11:57Um país em colapso

por Vladimir Safatle

Agora, a Venezuela está à beira de uma guerra civil ou de uma intervenção internacional. Longe de ser apenas o resultado de seus conflitos internos, o destino dramático desse país exportador de petróleo é uma espécie de lente de aumento dos impasses da política latino-americana.

A Venezuela se tornou uma espécie de fantasma no qual todos veem seus medos e desejos.
Na verdade, ela expõe claramente o colapso tanto de uma certa experiência da esquerda no continente quanto de seu contraponto liberal.

Há de se entender que se existe algo que caracteriza a situação venezuelana hoje é que os dois lados do conflito são insustentáveis —o que demonstra a complexidade efetiva da situação.

O que Hugo Chávez vendia como o socialismo do século 21 tinha muito pouco a ver com socialismo. No máximo, víamos um capitalismo monopolista de Estado sustentado pela alta produção de petróleo e organizado no interior de um modelo político bonapartista e profundamente assentado na militarização do governo.

O modelo nunca se desdobrou em uma construção progressiva de dinâmicas de transferência do poder Executivo em prol de estruturas de democracia direta, mesmo que plebiscitos fossem convocados —normalmente a partir do Executivo e para referendar a permanência de suas figuras no poder.
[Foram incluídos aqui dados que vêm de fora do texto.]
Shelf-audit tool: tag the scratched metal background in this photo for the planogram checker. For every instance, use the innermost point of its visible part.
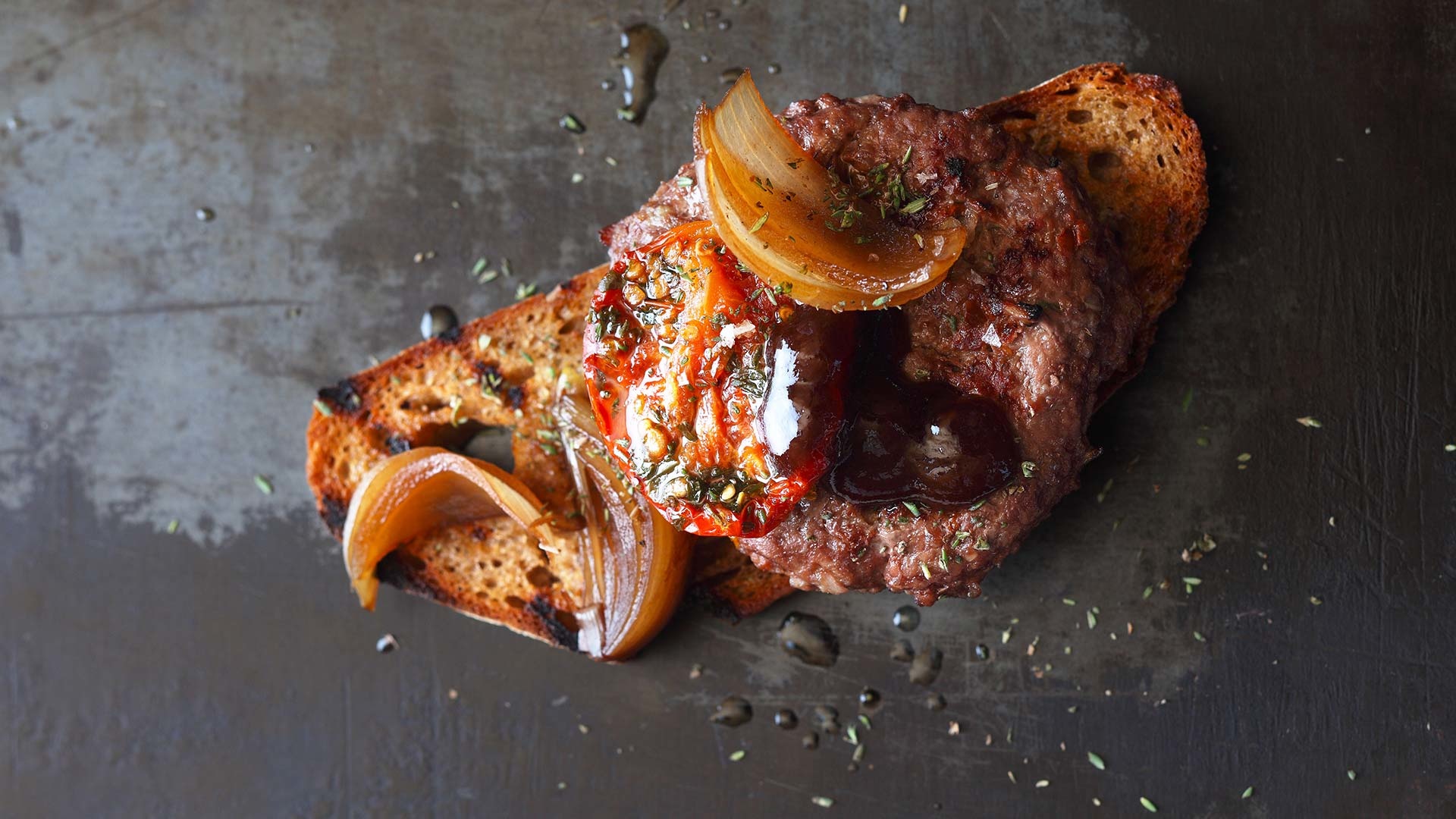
(150, 365)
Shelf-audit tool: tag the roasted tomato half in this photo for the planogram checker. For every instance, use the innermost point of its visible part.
(720, 397)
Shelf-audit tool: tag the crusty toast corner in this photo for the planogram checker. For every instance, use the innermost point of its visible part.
(1141, 159)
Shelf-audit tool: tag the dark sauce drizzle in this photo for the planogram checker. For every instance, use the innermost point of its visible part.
(919, 442)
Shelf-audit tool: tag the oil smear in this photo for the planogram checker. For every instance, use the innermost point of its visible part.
(642, 52)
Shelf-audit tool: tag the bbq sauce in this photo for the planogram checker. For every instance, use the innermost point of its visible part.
(918, 441)
(642, 53)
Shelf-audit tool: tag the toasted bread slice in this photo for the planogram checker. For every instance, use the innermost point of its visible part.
(1141, 159)
(492, 372)
(1136, 152)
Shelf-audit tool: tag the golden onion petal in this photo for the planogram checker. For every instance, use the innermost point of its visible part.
(777, 210)
(634, 561)
(421, 490)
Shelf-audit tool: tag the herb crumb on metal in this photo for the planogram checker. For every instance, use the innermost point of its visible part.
(571, 124)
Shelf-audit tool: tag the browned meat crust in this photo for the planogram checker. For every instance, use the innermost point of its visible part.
(1036, 315)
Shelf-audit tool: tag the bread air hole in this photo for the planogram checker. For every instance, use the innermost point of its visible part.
(1104, 165)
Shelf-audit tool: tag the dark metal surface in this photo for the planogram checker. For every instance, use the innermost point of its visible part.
(152, 363)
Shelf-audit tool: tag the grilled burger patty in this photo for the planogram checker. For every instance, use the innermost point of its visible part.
(968, 406)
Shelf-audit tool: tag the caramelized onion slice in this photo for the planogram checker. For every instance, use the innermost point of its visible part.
(634, 561)
(421, 490)
(795, 224)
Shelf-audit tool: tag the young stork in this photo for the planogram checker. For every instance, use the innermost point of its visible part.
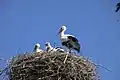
(37, 48)
(68, 40)
(49, 48)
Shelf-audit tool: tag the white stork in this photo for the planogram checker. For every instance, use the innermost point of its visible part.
(68, 40)
(49, 48)
(37, 48)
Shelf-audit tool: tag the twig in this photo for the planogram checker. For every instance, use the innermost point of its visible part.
(103, 67)
(66, 58)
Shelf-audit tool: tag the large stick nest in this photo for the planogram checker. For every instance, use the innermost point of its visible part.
(51, 66)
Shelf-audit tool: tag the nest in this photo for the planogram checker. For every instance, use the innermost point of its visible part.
(51, 66)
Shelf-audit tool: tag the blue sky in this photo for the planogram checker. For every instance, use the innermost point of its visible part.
(26, 22)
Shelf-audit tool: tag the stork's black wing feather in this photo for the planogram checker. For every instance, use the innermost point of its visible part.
(72, 38)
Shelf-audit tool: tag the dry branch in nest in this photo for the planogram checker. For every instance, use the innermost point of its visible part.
(51, 66)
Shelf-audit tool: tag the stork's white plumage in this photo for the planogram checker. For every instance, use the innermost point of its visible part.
(68, 40)
(37, 48)
(49, 48)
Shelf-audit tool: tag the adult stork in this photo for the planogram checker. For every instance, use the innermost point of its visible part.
(69, 41)
(37, 48)
(49, 48)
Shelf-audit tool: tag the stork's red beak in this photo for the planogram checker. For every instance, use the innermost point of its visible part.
(59, 31)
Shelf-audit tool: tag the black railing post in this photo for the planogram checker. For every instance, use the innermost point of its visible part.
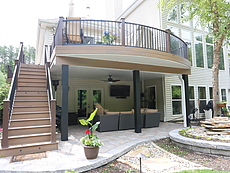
(123, 31)
(59, 32)
(168, 44)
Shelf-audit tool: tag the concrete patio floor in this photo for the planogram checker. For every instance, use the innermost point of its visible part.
(70, 155)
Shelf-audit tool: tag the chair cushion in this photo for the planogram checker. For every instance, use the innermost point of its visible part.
(100, 110)
(151, 110)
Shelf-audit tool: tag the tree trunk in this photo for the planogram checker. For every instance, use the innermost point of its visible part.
(215, 78)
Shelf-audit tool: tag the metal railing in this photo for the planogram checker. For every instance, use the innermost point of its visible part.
(51, 100)
(8, 103)
(117, 33)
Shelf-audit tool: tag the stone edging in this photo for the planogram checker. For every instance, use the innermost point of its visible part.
(210, 147)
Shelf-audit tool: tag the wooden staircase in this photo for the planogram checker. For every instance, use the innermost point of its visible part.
(30, 124)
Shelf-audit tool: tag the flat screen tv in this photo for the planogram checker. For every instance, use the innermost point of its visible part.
(121, 91)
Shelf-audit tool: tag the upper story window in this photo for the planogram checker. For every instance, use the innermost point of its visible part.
(174, 30)
(196, 23)
(184, 15)
(199, 50)
(209, 50)
(172, 16)
(186, 36)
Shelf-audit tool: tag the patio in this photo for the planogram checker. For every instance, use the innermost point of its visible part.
(71, 155)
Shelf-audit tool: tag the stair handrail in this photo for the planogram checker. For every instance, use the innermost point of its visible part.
(51, 100)
(8, 103)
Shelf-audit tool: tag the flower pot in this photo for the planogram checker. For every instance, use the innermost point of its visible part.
(91, 152)
(221, 104)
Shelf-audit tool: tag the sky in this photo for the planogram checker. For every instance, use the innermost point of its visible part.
(19, 18)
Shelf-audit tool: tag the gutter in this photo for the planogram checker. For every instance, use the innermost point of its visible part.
(132, 7)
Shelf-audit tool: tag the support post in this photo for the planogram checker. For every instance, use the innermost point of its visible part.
(137, 101)
(58, 37)
(123, 31)
(186, 90)
(168, 45)
(5, 124)
(64, 116)
(53, 120)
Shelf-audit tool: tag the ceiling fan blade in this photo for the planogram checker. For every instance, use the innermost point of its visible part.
(116, 80)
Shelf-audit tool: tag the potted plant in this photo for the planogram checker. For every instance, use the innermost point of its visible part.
(221, 103)
(107, 38)
(225, 111)
(91, 142)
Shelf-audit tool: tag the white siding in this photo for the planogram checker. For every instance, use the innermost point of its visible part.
(147, 13)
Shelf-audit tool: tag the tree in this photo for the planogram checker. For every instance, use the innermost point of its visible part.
(10, 53)
(216, 15)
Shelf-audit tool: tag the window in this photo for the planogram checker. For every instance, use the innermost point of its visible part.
(196, 23)
(174, 30)
(191, 99)
(202, 98)
(223, 95)
(176, 100)
(199, 50)
(172, 17)
(186, 36)
(184, 15)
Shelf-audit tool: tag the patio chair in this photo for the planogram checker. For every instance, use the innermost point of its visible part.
(74, 33)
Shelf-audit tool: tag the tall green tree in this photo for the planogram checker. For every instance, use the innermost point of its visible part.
(216, 15)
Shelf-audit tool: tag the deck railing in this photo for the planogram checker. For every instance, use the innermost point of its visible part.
(117, 33)
(52, 101)
(8, 103)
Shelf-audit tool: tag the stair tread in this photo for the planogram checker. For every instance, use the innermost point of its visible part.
(37, 112)
(21, 81)
(29, 135)
(31, 106)
(31, 144)
(28, 127)
(29, 119)
(31, 100)
(31, 90)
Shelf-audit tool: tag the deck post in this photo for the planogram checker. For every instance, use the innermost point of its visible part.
(64, 116)
(186, 90)
(58, 37)
(137, 101)
(123, 31)
(53, 120)
(5, 123)
(168, 45)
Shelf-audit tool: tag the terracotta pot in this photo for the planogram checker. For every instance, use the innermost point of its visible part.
(91, 152)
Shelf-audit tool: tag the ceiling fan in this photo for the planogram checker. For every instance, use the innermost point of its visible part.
(110, 79)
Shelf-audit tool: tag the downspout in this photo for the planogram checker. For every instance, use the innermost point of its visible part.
(164, 99)
(183, 100)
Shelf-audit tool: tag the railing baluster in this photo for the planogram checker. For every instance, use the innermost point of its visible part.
(5, 123)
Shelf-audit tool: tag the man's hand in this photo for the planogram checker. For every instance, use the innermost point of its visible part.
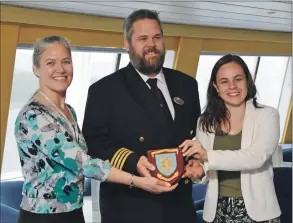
(144, 167)
(193, 169)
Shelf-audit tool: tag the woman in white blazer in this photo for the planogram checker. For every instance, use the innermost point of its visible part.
(235, 140)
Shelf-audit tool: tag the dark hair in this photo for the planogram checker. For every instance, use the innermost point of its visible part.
(216, 112)
(139, 15)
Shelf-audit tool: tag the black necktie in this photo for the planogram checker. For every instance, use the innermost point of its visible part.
(160, 97)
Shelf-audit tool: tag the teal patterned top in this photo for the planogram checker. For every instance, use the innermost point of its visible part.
(54, 160)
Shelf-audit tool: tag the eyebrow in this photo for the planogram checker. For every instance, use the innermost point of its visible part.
(238, 75)
(67, 58)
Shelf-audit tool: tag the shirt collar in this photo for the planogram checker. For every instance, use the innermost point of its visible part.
(160, 76)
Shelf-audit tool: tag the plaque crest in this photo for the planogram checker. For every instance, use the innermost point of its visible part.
(169, 164)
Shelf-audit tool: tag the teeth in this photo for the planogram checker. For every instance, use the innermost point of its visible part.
(59, 78)
(233, 94)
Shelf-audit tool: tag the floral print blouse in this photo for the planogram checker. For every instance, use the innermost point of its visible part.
(54, 160)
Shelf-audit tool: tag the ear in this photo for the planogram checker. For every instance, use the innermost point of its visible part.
(215, 86)
(35, 71)
(126, 45)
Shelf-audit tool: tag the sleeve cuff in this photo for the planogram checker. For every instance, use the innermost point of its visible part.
(204, 178)
(125, 159)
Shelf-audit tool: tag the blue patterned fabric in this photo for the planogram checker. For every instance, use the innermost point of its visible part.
(54, 160)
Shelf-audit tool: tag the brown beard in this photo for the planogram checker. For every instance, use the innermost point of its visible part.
(142, 65)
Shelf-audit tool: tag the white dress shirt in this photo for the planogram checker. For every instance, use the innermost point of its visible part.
(162, 85)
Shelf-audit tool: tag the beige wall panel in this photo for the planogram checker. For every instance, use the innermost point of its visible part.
(247, 47)
(29, 35)
(188, 55)
(9, 38)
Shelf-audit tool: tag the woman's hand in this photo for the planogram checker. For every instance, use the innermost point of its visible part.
(153, 185)
(194, 148)
(193, 170)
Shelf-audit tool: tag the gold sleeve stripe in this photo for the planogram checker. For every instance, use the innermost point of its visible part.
(121, 158)
(116, 154)
(124, 159)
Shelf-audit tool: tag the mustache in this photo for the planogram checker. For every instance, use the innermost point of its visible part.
(151, 50)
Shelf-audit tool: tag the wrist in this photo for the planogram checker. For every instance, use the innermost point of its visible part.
(132, 181)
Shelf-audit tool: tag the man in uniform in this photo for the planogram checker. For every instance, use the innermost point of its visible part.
(141, 107)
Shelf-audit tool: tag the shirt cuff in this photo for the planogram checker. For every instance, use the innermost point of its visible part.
(203, 178)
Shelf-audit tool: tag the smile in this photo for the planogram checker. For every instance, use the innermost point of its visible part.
(60, 78)
(233, 94)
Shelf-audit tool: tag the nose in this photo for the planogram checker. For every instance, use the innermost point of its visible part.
(60, 68)
(151, 42)
(232, 84)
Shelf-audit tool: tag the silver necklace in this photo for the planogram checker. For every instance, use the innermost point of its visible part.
(59, 110)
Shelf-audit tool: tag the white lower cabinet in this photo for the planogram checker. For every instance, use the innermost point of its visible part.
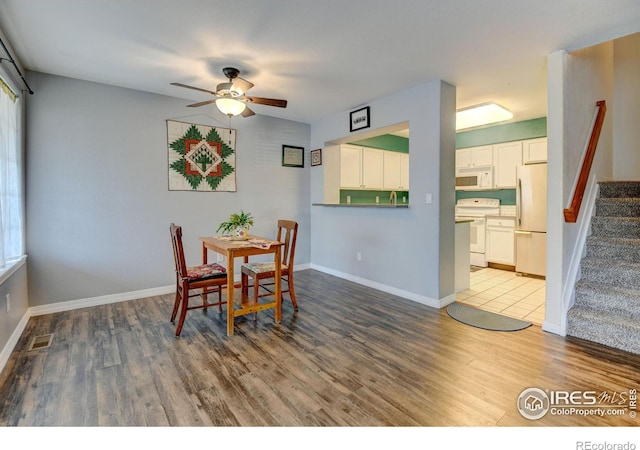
(500, 244)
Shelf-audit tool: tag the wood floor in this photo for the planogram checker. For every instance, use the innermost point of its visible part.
(351, 356)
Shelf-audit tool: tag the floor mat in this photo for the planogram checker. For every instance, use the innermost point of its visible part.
(484, 319)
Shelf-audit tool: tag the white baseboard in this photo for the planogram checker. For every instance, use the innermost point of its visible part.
(13, 340)
(428, 301)
(85, 303)
(96, 301)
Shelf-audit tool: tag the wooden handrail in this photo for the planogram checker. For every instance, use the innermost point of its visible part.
(571, 213)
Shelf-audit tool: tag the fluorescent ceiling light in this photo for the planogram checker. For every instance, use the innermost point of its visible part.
(481, 115)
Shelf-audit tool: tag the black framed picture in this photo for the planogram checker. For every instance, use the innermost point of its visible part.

O verdadeiro desafio da esquerda latino-americana estava em outro lugar. Tratava-se de abandonar o modelo populista centralizado em sua dependência patológica da figura do líder, assim como abandonar essas formas híbridas de capitalismo fundadas no controle de empresas estatais —isto em prol de modelos de autogestão. No entanto, nada disso foi tentado.

Até que o modelo ruiu nas mãos de Nicolás Maduro, provocando ondas de refugiados e policiais atirando contra manifestações populares.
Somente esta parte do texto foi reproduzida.